鮪は平群真鳥の子で、小泊瀬稚鷦鷯尊(武烈天皇)との影媛物部麁鹿火の娘)を懸けての決闘が『日本書紀』に記されている。鮪の父である真鳥は国政をほしいままにし、皇室のためと偽って自らの邸宅を造営するなど、日本の王になろうと画策していた。

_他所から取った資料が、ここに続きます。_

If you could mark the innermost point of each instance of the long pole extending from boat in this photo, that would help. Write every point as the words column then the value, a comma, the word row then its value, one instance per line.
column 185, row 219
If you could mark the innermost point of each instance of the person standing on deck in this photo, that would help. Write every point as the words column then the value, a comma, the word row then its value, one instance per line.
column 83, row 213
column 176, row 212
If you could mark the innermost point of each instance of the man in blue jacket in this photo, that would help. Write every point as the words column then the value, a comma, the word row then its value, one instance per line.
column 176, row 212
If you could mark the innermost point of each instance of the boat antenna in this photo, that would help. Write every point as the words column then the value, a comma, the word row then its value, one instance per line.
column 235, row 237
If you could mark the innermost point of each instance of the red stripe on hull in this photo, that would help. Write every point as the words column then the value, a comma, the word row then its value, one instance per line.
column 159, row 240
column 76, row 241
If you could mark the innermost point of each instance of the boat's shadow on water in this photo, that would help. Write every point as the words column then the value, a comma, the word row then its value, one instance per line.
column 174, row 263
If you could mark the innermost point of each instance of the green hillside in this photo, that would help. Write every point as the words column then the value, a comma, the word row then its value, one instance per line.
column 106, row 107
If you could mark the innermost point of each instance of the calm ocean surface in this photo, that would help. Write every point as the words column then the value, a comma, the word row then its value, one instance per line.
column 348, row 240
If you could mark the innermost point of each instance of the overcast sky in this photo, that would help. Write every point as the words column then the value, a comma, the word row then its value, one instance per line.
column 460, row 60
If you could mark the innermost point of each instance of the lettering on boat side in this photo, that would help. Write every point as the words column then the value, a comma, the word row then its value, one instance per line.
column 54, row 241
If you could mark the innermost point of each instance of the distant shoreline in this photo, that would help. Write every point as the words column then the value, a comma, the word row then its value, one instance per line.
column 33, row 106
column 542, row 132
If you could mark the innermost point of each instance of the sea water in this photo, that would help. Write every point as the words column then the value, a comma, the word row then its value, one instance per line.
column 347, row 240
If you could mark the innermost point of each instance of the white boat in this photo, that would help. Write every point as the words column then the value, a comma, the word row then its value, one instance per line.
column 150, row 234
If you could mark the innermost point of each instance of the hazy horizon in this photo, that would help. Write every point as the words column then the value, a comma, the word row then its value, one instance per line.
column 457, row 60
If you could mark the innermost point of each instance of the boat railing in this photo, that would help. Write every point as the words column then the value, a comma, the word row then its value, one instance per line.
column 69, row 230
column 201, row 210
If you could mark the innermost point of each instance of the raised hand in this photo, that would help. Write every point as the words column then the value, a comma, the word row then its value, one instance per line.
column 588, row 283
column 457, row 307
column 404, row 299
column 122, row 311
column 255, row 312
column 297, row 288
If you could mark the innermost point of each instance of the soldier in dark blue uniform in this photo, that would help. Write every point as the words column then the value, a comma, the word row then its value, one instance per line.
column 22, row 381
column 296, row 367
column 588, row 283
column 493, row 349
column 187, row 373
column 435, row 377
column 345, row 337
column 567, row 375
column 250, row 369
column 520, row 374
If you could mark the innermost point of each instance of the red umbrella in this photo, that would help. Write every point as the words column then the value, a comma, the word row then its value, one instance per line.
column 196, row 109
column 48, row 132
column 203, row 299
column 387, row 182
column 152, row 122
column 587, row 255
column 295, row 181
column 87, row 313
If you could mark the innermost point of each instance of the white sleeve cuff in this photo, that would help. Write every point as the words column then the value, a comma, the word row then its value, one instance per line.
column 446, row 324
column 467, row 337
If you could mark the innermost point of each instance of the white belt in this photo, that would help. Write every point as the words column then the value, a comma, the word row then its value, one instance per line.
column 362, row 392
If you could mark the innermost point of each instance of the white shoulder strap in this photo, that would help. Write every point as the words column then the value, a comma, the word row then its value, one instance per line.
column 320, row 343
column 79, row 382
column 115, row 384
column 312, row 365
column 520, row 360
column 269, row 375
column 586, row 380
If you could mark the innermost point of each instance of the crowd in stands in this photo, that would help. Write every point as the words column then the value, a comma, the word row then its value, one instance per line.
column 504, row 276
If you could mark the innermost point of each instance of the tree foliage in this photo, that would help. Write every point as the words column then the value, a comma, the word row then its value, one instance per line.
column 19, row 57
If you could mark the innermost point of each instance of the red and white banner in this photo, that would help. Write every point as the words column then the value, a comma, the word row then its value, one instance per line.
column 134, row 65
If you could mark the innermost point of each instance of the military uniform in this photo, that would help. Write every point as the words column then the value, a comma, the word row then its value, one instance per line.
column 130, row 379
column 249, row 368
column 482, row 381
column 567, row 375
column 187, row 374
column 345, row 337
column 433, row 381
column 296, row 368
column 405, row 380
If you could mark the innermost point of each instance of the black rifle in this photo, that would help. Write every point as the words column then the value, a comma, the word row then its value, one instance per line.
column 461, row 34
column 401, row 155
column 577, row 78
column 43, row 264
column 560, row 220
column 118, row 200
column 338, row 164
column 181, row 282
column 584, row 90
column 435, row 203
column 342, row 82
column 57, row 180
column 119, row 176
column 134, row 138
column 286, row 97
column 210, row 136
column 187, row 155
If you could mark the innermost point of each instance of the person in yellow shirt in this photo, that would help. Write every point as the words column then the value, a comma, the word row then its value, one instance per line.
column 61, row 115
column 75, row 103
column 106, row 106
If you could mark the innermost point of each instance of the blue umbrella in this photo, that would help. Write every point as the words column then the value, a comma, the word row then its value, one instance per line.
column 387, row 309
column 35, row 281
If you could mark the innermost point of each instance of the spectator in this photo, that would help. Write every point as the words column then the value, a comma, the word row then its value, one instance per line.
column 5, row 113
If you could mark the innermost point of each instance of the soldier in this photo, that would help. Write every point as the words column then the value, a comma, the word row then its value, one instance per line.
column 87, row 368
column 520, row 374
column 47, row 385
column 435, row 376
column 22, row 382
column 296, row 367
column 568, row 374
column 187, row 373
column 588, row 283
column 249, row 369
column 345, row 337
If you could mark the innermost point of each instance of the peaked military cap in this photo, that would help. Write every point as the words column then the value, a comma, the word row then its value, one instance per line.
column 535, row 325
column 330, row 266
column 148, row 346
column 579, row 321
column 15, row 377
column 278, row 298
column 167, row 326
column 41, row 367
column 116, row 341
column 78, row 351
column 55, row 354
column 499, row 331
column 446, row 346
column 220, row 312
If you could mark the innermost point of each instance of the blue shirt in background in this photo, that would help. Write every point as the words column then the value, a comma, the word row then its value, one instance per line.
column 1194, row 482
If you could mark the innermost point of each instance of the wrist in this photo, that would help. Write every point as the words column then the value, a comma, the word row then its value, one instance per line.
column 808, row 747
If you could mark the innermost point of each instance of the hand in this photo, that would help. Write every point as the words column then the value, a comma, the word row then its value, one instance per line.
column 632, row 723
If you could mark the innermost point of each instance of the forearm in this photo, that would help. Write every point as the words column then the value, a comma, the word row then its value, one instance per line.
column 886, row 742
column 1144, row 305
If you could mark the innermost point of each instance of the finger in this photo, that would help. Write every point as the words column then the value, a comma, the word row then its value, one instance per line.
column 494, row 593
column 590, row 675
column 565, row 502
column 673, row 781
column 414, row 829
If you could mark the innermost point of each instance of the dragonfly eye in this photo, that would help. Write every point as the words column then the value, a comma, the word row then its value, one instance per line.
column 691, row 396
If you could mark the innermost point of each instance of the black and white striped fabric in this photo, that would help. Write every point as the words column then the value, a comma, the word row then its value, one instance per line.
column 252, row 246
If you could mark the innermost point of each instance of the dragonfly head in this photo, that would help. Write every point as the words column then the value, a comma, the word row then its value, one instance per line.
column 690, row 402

ある時、小泊瀬稚鷦鷯尊は影媛(物部麁鹿火の娘)と婚姻の約束を交わした。しかし、以前に影媛は鮪に犯されており、その発覚を恐れた影媛は小泊瀬稚鷦鷯尊に「海柘榴市(つばきち/つばいち)[1]でお会いしましょう」と伝えた。鮪と影媛の関係を知らない小泊瀬稚鷦鷯尊は真鳥へ使者を出し、官馬を要求したが、真鳥は小泊瀬稚鷦鷯尊を侮って提供しなかった。小泊瀬稚鷦鷯尊は怒りを抑えつつ約束の場所へ行き、影媛と合流した。二人が袖を取り合って向き合っていると、鮪がその間に押し入り、ここで歌の詠み合いとなった。

  • 小泊瀬稚鷦鷯尊から鮪への歌
    シホセノ、ナオリヲミレバ、アソビクル、シビガハタテニ、ツマタテリミユ。
    (潮の流れている早瀬の、波の折り重なりを見ると、泳いでくる鮪(しび)のそばに、私の女が立っているのが見える。)
  • 鮪から小泊瀬稚鷦鷯尊への歌
    オミノコノ、ヤヘノカラカキ、ユルセトヤミコ。
    (臣の子(鮪)の、幾重にも重なった立派な垣根の中に、自由に入らせろと小泊瀬稚鷦鷯尊はおっしゃるのか。)
  • 小泊瀬稚鷦鷯尊から鮪への歌
    オホタチヲ、タレハキタチテ、ヌカズトモ、スヱハタシテモ、アハムトゾオモフ。
    (私は大きな太刀を腰に垂らして立っているが、今それを抜かずとも、いつかは影媛に会うつもりだ。)
  • 鮪から小泊瀬稚鷦鷯尊への歌
    オホキミノ、ヤヘノクミカキ、カカメトモ、ナヲアマシビミ、カカヌクミカキ。
    (あなたは立派な垣根をこさえて影媛を盗られまいとしているが、あなたにそんな技量はないから、立派な垣根などこさえられるはずがない。)
  • 小泊瀬稚鷦鷯尊から鮪への歌
    オミノコノヤフノシバカキ、シタトヨミ、ナヰガヨリコバ、ヤレムシバガキ。
    (鮪の垣根は見かけは立派だが、地震に揺られればすぐに壊れてしまうような垣根だ。)
  • 小泊瀬稚鷦鷯尊から影媛への歌
    コトカミニ、キヰルカゲヒメ、タマナラバ、アガホルタマノ、アハビシラタマ。
    (琴の音色に誘われて、神が影となって寄ってくるという影媛は、宝石に例えるならば、アワビの真珠のようだなあ。)
  • 鮪から影媛への歌
    オホキミノ、ミオビノシツハタ、ムスビタレ、タレヤシヒトモ、アヒオモハナク。
    (「倭文織を垂れる」という言葉のように、影媛は鮪のことだけを思っているでしょう。)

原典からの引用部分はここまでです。